O ile PGE GKS Bełchatów mógł cieszyć się z remisu, bo to rywale mieli więcej okazji na strzelenie bramki. Brunatni aktualnie są na szóstym miejscu z piętnastoma punktami na koncie. MKS Kluczbork jest 16. drużyną w tabeli, a dwa punkty więcej pozwoliłyby tej drużynie wyjść ze strefy spadkowej.
- To było spotkanie, w którym wszystko się mogło wydarzyć i z kategorii tych, kto pierwszy strzeli gola, ten wygra. Jedyny powód do radości jest taki, że zagraliśmy po raz pierwszy mecz, w którym nie straciliśmy bramki.
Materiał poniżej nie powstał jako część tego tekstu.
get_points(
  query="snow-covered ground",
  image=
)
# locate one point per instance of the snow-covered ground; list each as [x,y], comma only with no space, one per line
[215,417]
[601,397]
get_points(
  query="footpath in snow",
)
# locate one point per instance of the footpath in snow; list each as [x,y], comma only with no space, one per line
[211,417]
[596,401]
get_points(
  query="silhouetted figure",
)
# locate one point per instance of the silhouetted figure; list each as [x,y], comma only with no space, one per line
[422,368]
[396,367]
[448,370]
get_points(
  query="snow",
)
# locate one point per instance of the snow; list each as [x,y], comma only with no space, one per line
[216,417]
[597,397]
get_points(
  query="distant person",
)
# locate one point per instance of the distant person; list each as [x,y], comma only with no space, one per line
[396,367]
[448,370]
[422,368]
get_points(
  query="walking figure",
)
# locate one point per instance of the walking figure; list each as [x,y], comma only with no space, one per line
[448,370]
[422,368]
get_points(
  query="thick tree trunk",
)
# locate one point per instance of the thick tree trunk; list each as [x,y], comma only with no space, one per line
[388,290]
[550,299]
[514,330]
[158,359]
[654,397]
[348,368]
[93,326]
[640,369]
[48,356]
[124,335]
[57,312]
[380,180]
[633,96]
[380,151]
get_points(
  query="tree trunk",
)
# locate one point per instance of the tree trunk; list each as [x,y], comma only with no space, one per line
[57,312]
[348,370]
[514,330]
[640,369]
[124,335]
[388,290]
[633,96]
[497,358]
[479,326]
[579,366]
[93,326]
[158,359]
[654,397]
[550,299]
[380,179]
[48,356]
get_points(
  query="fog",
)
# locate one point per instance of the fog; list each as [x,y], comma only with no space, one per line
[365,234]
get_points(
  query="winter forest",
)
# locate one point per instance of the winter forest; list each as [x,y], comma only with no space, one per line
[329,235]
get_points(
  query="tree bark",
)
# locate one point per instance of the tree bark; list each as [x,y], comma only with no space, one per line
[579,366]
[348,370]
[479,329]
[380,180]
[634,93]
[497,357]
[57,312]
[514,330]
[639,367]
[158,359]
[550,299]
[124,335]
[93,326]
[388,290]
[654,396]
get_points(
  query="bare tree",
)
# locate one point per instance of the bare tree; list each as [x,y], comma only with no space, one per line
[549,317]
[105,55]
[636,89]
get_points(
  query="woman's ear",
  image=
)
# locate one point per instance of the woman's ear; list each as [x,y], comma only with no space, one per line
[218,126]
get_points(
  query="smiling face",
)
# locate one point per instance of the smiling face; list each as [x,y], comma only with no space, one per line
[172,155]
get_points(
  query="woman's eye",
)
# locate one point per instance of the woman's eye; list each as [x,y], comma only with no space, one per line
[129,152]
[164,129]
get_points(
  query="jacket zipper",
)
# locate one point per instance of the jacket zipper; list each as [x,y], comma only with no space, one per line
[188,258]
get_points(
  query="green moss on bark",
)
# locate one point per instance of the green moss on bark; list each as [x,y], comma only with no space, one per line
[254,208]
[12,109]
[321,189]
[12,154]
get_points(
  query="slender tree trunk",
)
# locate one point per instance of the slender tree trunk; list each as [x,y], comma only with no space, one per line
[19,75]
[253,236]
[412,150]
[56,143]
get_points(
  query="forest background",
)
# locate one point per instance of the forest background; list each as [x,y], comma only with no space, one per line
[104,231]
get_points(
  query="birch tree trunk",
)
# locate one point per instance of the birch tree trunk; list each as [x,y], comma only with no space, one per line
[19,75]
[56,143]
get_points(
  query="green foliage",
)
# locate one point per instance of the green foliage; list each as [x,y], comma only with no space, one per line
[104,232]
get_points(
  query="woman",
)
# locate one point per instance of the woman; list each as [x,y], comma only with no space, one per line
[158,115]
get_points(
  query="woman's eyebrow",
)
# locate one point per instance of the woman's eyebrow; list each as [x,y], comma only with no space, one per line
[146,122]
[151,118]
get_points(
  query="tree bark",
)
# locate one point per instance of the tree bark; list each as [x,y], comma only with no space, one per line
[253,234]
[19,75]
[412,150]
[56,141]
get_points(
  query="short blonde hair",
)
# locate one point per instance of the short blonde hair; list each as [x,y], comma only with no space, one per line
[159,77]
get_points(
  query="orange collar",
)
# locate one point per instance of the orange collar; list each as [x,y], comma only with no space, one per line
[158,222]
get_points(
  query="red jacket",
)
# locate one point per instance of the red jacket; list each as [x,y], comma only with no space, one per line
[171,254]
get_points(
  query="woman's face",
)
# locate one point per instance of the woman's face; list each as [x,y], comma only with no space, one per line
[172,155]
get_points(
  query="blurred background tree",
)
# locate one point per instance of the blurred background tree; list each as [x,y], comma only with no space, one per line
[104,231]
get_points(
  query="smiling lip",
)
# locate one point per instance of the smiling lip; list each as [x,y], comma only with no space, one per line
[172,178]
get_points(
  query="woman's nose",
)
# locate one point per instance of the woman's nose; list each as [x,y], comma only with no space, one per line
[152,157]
W każdym meczu coś strzelaliśmy, ale teraz skuteczność nas zawiodła - przyznał Andrzej Konwiński.
- W czystych sytuacjach bramkowych oceniłbym to na 2:1 dla Kluczborka. Było to trudne spotkanie na pewno dla obydwu zespołów, a nam te punkty były potrzebne bardzo, bo zbliżamy się do dna tabeli. Trzy punkty wyciągnęłyby w górę i bylibyśmy ponad strefą spadkową. Prezentujemy taki futbol, że stać nas jest na to, by wygrać z każdym - zapewnił szkoleniowiec.
W następnej kolejce MKS Kluczbork zmierzy się z dziesiątą drużyną w tabeli, Sandecją Nowy Sącz.